In Chance’s line of work, the cloud seeding was used to dissipate hail storms that damage local farmer’s crops. He would fly his Piper Cheyenne close enough to the storm to release the dry ice into the storm, which is where it would get a bit dicey.
“Any small thunderstorm can have some updrafts, downdrafts and pretty serious precipitation, it could be pretty interesting,” Chance says. “You’d come along at 20,000 feet, cook along these lines of thunderstorms, and it could get pretty violent sometimes. Then you just kind of say to yourself, okay, no more, and turn back around.”

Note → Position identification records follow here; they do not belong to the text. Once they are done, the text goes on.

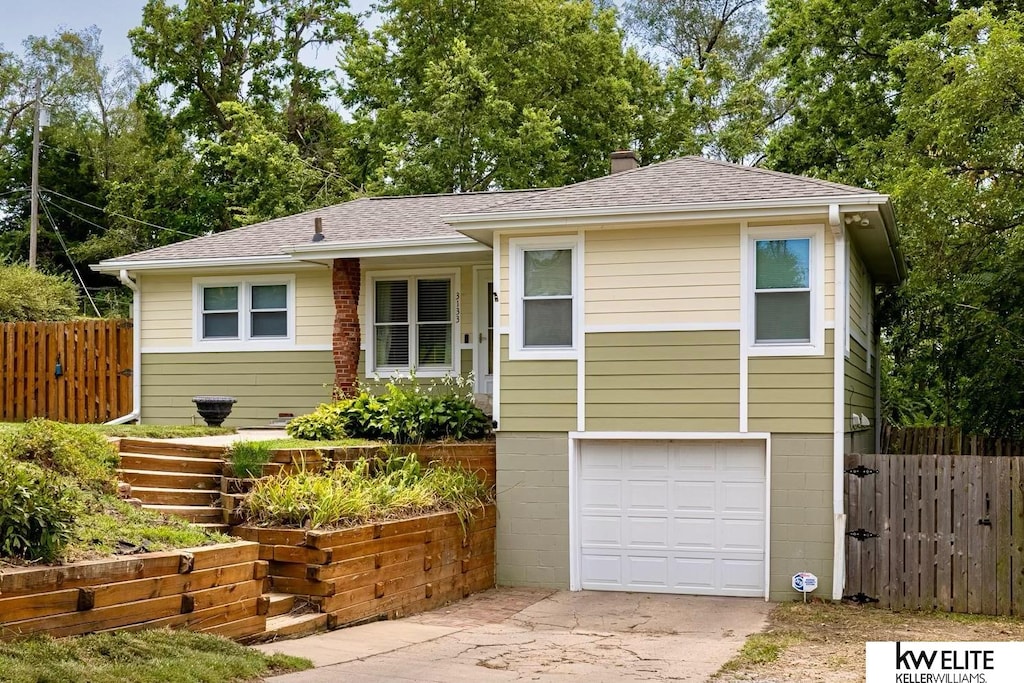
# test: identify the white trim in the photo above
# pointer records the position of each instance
(663, 327)
(236, 347)
(738, 209)
(496, 272)
(581, 315)
(245, 341)
(517, 246)
(413, 275)
(749, 238)
(839, 420)
(574, 453)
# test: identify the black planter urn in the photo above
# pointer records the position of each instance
(214, 409)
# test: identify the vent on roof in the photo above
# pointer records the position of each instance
(624, 160)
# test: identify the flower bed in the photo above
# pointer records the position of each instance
(381, 570)
(215, 589)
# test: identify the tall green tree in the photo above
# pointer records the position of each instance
(460, 95)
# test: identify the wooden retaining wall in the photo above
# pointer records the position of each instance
(214, 589)
(381, 570)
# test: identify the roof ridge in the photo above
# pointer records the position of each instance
(773, 173)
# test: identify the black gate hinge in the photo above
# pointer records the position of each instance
(861, 471)
(862, 534)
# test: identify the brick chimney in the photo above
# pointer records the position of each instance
(624, 160)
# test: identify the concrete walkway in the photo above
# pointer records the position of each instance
(523, 634)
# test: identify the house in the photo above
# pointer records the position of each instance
(679, 355)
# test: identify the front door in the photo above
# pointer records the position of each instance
(483, 366)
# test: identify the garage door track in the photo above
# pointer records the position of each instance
(530, 635)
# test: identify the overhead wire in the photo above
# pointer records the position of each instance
(74, 267)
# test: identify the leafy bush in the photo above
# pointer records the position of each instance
(74, 451)
(248, 458)
(367, 489)
(27, 294)
(37, 512)
(402, 412)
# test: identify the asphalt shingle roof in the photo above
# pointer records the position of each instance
(368, 219)
(683, 180)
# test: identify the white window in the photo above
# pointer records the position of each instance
(252, 311)
(783, 295)
(414, 324)
(545, 298)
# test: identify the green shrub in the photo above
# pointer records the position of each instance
(74, 451)
(37, 512)
(380, 488)
(27, 294)
(400, 412)
(248, 458)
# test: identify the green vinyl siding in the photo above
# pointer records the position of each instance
(792, 394)
(537, 395)
(663, 381)
(265, 383)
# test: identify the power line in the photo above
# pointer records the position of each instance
(119, 215)
(70, 259)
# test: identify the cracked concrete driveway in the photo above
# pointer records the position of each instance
(530, 635)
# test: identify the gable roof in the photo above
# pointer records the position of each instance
(677, 181)
(359, 221)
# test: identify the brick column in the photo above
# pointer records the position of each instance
(345, 280)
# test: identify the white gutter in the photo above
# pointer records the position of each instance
(839, 410)
(136, 334)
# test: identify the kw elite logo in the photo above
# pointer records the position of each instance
(944, 663)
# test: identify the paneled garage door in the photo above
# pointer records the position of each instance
(672, 516)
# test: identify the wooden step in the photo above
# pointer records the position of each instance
(153, 463)
(156, 479)
(291, 626)
(199, 514)
(168, 449)
(155, 496)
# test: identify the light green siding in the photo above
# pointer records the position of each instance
(802, 532)
(858, 397)
(792, 394)
(532, 542)
(663, 381)
(265, 383)
(537, 395)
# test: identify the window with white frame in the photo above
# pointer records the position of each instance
(783, 292)
(244, 310)
(413, 324)
(544, 297)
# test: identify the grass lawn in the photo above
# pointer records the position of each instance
(821, 642)
(143, 431)
(142, 656)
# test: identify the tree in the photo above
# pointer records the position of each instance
(463, 95)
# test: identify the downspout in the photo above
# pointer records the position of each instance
(136, 334)
(839, 412)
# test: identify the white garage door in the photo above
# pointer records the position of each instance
(672, 516)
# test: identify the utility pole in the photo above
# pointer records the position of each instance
(34, 219)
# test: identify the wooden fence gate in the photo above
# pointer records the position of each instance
(936, 532)
(74, 372)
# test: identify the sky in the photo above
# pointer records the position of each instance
(115, 17)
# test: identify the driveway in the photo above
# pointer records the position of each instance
(531, 635)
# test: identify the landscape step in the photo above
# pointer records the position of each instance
(179, 480)
(154, 463)
(157, 496)
(193, 513)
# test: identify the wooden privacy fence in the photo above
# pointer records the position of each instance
(94, 382)
(945, 440)
(936, 532)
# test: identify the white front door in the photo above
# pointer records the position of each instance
(483, 356)
(672, 516)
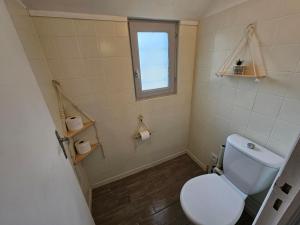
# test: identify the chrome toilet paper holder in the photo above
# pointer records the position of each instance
(141, 125)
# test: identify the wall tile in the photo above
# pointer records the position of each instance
(267, 104)
(289, 32)
(54, 27)
(50, 47)
(245, 98)
(290, 111)
(259, 128)
(282, 58)
(293, 90)
(94, 67)
(88, 47)
(283, 137)
(105, 28)
(118, 46)
(121, 29)
(85, 27)
(290, 7)
(67, 47)
(276, 83)
(239, 119)
(31, 44)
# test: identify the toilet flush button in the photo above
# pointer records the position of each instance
(251, 145)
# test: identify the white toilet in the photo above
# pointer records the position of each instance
(219, 200)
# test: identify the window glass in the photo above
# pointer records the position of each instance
(154, 59)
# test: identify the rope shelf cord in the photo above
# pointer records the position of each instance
(256, 65)
(62, 112)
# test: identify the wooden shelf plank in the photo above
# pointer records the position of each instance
(80, 157)
(86, 125)
(245, 76)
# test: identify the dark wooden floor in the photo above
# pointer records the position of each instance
(150, 197)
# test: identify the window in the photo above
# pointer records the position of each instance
(154, 55)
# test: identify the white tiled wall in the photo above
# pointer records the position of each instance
(92, 61)
(268, 111)
(35, 54)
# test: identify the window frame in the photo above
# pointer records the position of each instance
(170, 27)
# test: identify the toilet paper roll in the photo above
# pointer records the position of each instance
(83, 146)
(74, 123)
(145, 135)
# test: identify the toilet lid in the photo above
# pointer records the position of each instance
(210, 200)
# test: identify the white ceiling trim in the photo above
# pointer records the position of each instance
(69, 15)
(213, 12)
(85, 16)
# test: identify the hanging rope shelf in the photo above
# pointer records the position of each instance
(246, 60)
(90, 122)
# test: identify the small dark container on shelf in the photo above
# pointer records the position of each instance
(239, 69)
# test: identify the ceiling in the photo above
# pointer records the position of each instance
(162, 9)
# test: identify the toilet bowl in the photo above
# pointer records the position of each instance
(219, 200)
(211, 199)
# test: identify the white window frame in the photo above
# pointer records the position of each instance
(170, 27)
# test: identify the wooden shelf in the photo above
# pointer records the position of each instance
(80, 157)
(86, 125)
(245, 76)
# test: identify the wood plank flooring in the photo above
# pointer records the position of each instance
(150, 197)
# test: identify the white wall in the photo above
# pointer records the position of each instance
(38, 185)
(268, 112)
(92, 60)
(32, 46)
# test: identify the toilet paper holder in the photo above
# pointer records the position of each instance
(141, 125)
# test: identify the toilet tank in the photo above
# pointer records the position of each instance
(250, 170)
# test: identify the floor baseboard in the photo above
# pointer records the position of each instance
(136, 170)
(196, 160)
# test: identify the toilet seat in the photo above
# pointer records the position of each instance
(212, 200)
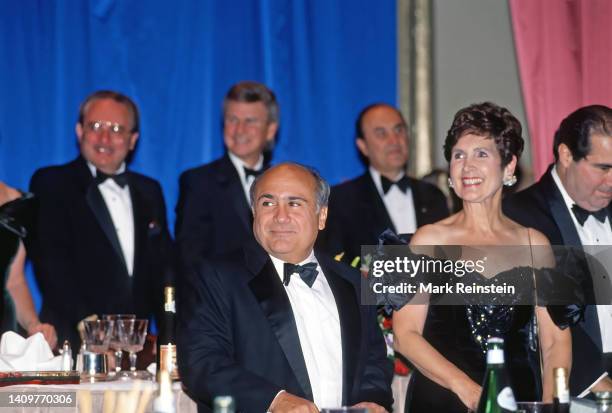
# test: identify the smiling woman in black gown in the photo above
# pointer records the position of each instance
(446, 343)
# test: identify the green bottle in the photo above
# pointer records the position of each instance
(497, 395)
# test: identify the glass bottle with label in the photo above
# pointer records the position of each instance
(497, 395)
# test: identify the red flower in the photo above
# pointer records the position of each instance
(400, 368)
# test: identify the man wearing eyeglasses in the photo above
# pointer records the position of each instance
(101, 243)
(212, 214)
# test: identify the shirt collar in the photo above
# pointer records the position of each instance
(280, 264)
(376, 178)
(569, 202)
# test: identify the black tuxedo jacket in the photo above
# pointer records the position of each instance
(541, 206)
(357, 214)
(213, 216)
(237, 335)
(77, 257)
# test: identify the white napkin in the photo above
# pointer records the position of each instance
(31, 354)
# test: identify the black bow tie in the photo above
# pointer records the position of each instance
(308, 272)
(252, 172)
(120, 179)
(403, 184)
(582, 214)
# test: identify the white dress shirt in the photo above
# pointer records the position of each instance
(318, 325)
(593, 232)
(246, 181)
(119, 204)
(399, 205)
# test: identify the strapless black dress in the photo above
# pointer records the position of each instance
(13, 216)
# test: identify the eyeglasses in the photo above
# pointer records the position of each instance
(114, 129)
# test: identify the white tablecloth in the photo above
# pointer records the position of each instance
(106, 397)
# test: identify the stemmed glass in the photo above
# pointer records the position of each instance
(115, 344)
(132, 335)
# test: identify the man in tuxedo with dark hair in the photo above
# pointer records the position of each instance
(570, 204)
(384, 196)
(100, 243)
(279, 326)
(212, 213)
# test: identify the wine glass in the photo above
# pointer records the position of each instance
(97, 335)
(115, 344)
(132, 334)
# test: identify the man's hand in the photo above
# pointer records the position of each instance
(288, 403)
(604, 384)
(372, 407)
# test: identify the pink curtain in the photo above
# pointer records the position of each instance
(564, 51)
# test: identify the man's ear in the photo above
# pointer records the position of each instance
(322, 218)
(565, 155)
(362, 146)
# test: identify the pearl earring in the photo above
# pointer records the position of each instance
(510, 181)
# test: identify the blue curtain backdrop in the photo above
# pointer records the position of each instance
(325, 59)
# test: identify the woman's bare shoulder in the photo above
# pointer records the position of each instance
(430, 234)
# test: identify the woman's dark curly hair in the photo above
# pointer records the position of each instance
(491, 121)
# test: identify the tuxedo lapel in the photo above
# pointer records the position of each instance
(140, 224)
(559, 211)
(229, 180)
(372, 202)
(274, 302)
(350, 327)
(98, 207)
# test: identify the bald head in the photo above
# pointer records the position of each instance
(289, 203)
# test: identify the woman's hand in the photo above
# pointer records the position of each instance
(468, 392)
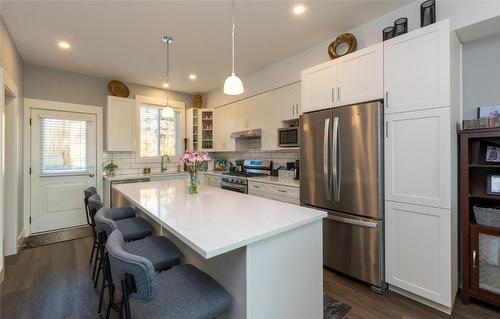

In addition to the turbulence and choppy winds, Chance says the extreme heat and cold in the non-air-conditioned plane was enough to make the job unbearable. Yet, regardless of the conditions and even though cloud seeding isn’t an exact science, it helped Chance pay the bills and earn flight hours while he was in college at Kansas State.
Finding his way to Envoy
Between weather modification and flight instructing at Kansas State, Chance somehow managed to complete his coursework as well. But, he hadn’t given too much thought to becoming a commercial airline pilot.
Not until he met Envoy Pilot Recruitment at his school, and they offered him an interview on-site. He had all the necessary multi-engine hours and other ratings, all he had to complete was Envoy training to become a First Officer on the Embraer 145.
Ten years later, Chance is a Captain on the Embraer 175 (E175) and working as an instructor in Envoy’s training program. He loved flying the E175 so much that he thought instructing would be a great fit for him, also considering he would have more time to spend with his family.
After all these years of running the gamut of aviation, Chance still loves his job.
“I still enjoy flying, I enjoy teaching,” Chance says. “The big thing is that it’s different every day. There’s always something new. Weather changes, passengers change, crews change; it makes life a lot more interesting.”
Clipping the “Hairy” Situations
One of Chance’s trainees pokes his head inside of the room to ask Chance a quick question about his training. Without hesitation and very matter-of-factly Chance gives precise instruction that clears up all of the trainee’s apprehension. It seems effortless, as if he were a tenured professor of the E175.
Chance is comfortable with his life at this moment to say the least. He’s learned a lot about the airline industry, aviation and people. Even though he would never work as a weather modification pilot again, he did learn a valuable lesson to respect Mother Nature when he’s flying today.
Most importantly, he learned that flying is his passion and his path to a successful life. He’s definitely more comfortable than in the freezing, turbulent Piper Cheyenne, and glad to be out of those “hairy” situations.